After a few minutes, my mom, Alina, and Heidi come walking in looking slightly annoyed. They make their way to the desk right when the lady is telling us that, my mom, my dad, and Heidi had to sign these papers and watch a video, so that they could drive the Jet Ski.
“What about me?” my sister says like she’s about six years old.
“Oh, sweetie you can’t drive the Jet ski because you’re under eighteen, sorry,” the lady says in such an annoying sweet voice that my sister looks likes she’s about to punch her right in-between the eyes.
I start laughing so hard that even after Alina elbows me in the right in the gut, I still can’t stop laughing.
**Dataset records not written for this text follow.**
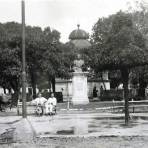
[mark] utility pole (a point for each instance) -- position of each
(24, 112)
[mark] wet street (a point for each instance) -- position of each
(88, 124)
(77, 128)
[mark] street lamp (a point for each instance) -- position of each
(24, 112)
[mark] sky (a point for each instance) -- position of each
(62, 15)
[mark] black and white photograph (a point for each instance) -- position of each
(73, 73)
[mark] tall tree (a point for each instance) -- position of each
(125, 48)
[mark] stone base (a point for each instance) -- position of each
(79, 93)
(79, 101)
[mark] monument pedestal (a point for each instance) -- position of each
(79, 88)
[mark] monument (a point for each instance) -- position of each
(79, 83)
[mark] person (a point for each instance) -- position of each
(40, 102)
(50, 105)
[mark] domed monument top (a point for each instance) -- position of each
(79, 38)
(78, 34)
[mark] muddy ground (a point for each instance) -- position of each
(91, 142)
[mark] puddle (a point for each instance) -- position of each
(65, 132)
(87, 125)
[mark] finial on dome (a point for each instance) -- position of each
(78, 25)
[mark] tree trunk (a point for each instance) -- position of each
(142, 86)
(53, 84)
(33, 83)
(125, 78)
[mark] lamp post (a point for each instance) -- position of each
(24, 112)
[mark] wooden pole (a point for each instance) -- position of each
(24, 112)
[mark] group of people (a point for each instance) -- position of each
(48, 106)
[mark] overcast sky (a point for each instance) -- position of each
(63, 15)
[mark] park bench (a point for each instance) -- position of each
(31, 108)
(133, 106)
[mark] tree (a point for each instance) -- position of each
(10, 56)
(124, 49)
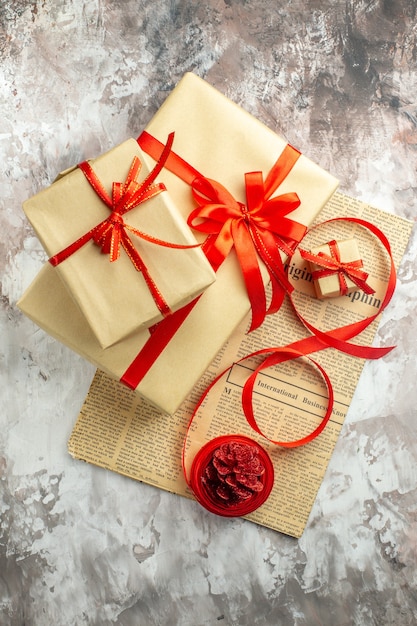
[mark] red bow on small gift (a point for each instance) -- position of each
(112, 233)
(331, 264)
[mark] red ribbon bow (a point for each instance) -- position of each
(331, 264)
(259, 229)
(111, 233)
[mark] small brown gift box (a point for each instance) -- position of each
(114, 296)
(223, 142)
(329, 282)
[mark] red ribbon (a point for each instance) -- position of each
(260, 228)
(111, 233)
(332, 264)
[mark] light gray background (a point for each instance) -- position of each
(80, 545)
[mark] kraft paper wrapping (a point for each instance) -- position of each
(114, 297)
(222, 141)
(329, 286)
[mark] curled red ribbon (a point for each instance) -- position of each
(332, 264)
(111, 233)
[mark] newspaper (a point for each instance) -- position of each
(118, 430)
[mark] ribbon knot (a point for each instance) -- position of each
(331, 264)
(260, 228)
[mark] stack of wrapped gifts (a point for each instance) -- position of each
(158, 251)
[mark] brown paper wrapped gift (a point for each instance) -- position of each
(223, 142)
(328, 283)
(114, 296)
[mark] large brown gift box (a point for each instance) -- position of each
(113, 296)
(222, 142)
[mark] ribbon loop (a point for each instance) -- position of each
(259, 229)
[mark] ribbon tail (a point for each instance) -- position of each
(136, 259)
(252, 275)
(69, 250)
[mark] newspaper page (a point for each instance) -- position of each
(118, 430)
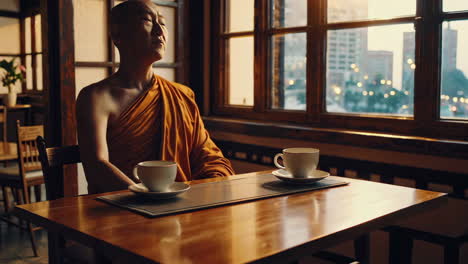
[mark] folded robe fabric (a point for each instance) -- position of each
(164, 123)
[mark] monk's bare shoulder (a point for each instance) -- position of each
(96, 97)
(180, 88)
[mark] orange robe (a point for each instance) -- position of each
(164, 123)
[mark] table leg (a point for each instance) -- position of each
(56, 244)
(6, 199)
(401, 247)
(362, 249)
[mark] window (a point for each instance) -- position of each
(454, 66)
(401, 67)
(32, 53)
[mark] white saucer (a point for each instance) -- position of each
(173, 190)
(315, 176)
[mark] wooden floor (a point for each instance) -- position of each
(15, 246)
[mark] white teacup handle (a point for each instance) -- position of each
(135, 174)
(275, 160)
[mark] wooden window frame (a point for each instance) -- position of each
(425, 122)
(112, 65)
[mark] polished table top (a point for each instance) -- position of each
(262, 230)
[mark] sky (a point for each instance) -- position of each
(391, 37)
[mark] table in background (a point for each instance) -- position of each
(8, 151)
(279, 229)
(26, 108)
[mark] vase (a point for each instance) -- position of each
(10, 99)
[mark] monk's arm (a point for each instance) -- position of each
(92, 117)
(206, 158)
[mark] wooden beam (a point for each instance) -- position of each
(59, 80)
(5, 13)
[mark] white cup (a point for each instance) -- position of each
(156, 175)
(299, 162)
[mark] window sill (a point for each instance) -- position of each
(366, 139)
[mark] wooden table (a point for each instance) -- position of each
(26, 108)
(277, 229)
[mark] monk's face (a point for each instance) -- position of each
(144, 34)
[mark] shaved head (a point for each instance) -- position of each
(124, 12)
(138, 30)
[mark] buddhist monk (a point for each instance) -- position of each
(135, 115)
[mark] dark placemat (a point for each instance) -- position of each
(213, 194)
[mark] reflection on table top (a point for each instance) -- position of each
(266, 230)
(17, 106)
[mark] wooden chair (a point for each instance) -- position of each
(3, 122)
(25, 174)
(52, 161)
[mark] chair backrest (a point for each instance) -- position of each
(28, 156)
(52, 161)
(3, 121)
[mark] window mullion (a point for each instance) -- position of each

“Um, I’m twenty,” Alina says as I hold my laughter until the lady speaks again. It probably doesn’t help that Heidi is about six feet tall and Alina’s about five feet tall.
“Oh you are? I’m sorry I thought that you were like fourteen,” the lady says in the same annoying voice, just when I thought I was done laughing.
Alina made her way to a seat in front of the TV screen with a really annoyed look on her face. The video ends and we walk towards the jet skis and I run straight for the purple one and start screaming my head off.
“Ok, ok! You can ride on the purple one,” my mom says finally.
Alina, Heidi, and I get on the purple Jet Ski and my dad on the other one and my mom stays behind because she doesn’t trust my dad on a jet ski. I don’t blame her because the next thing I know, my dad’s passing us on his Jet Ski, halfway standing up, with one hand on the handle and the other twirling an invisible lasso above his head screaming, “Ye-ha!”
After we get out of sight, Alina and Heidi let me drive the Jet Ski and even though my legs feel like icicles, I love the wind in my face as I drive, what I think is, over the speed limit. Apparently it is because Alina and Heidi start screaming in my ear to make me stop. I know just what they’re thinking. “We are never riding on a Jet ski while Amy is driving again!” Alina tells my mom when we get back, which leads to her telling her that they let me drive.